473,406 Members | 2,769 Online
Bytes | Software Development & Data Engineering Community
Post Job

Home Posts Topics Members FAQ

Join Bytes to post your question to a community of 473,406 software developers and data experts.

sizeof(std::string) seems to small

Dear C++ community,

I have a question regarding the size of C++ std::strings.
Basically, I compiled the following code under two different compilers:

std::string someString = "Hello, world!";
int size1 = sizeof(std::string);
int size2 = sizeof(someString);

and printed out the values of size1 and size2. size1 and size2 always
matched in value (in other words, size1 == size2). That makes sense to
me.

Under the Visual C++ 6.0, size1 and size2 both equalled 16, but
under a GNU C++ compiler (under Linux), size1 and size2 were both 4. I
understand that different compilers are allowed to implement
std::string differently which allows for the differences between the
results of sizeof(std::string) by the different compilers.

What I don't understand is why sizeof(std::string) returns 4 with
any compiler. I mean, a value of 4 just seems too small for me. I
figure that any std::string implementation should have at least a
pointer (which points to the main string), an integer storing the
already allocated space for the main string (whose value gets returned
in the call to std::string::capacity()), and possibly even an integer
storing the length of the string.

Just the pointer alone would take up 4 bytes (I tested it and
sizeof(char*) does indeed equal 4), so I can't see how there could
possibly be any more room for anything else, like the integer that
holds the already allocated space (the one used in
std::string::capacity()). The fact that Visual C++ has a
sizeof(std::string) of 16 makes a lot more sense to me, as it clearly
has enough space to hold these integers.

So my main question is: Assuming that sizeof(char*) equals 4, how
is it possible that sizeof(std::string) can be 4 on any compiler?

Also, shouldn't sizeof(std::string) be AT LEAST sizeof(char*) +
sizeof(unsigned int) ? I'm curious why it isn't on the GNU C++
compiler that I'm using.

Thank-you in advance for any responses.

-- Jean-Luc

Sep 28 '05 #1
12 13542

jl*****@hotmail.com wrote:
Dear C++ community,

I have a question regarding the size of C++ std::strings.
Basically, I compiled the following code under two different compilers:

std::string someString = "Hello, world!";
int size1 = sizeof(std::string);
int size2 = sizeof(someString);

and printed out the values of size1 and size2. size1 and size2 always
matched in value (in other words, size1 == size2).

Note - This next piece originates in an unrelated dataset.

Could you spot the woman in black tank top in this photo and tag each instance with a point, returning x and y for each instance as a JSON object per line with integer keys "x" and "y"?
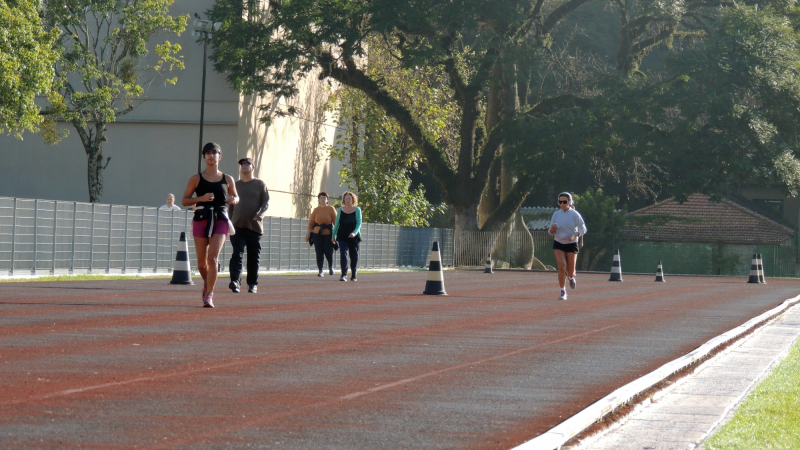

That makes sense to
me.

Under the Visual C++ 6.0, size1 and size2 both equalled 16, but
under a GNU C++ compiler (under Linux), size1 and size2 were both 4. I
understand that different compilers are allowed to implement
std::string differently which allows for the differences between the
results of sizeof(std::string) by the different compilers.

What I don't understand is why sizeof(std::string) returns 4 with
any compiler. I mean, a value of 4 just seems too small for me. I
figure that any std::string implementation should have at least a
pointer (which points to the main string), an integer storing the
already allocated space for the main string (whose value gets returned
in the call to std::string::capacity()), and possibly even an integer
storing the length of the string.

Just the pointer alone would take up 4 bytes (I tested it and
sizeof(char*) does indeed equal 4), so I can't see how there could
possibly be any more room for anything else, like the integer that
holds the already allocated space (the one used in
std::string::capacity()). The fact that Visual C++ has a
sizeof(std::string) of 16 makes a lot more sense to me, as it clearly
has enough space to hold these integers.

So my main question is: Assuming that sizeof(char*) equals 4, how
is it possible that sizeof(std::string) can be 4 on any compiler?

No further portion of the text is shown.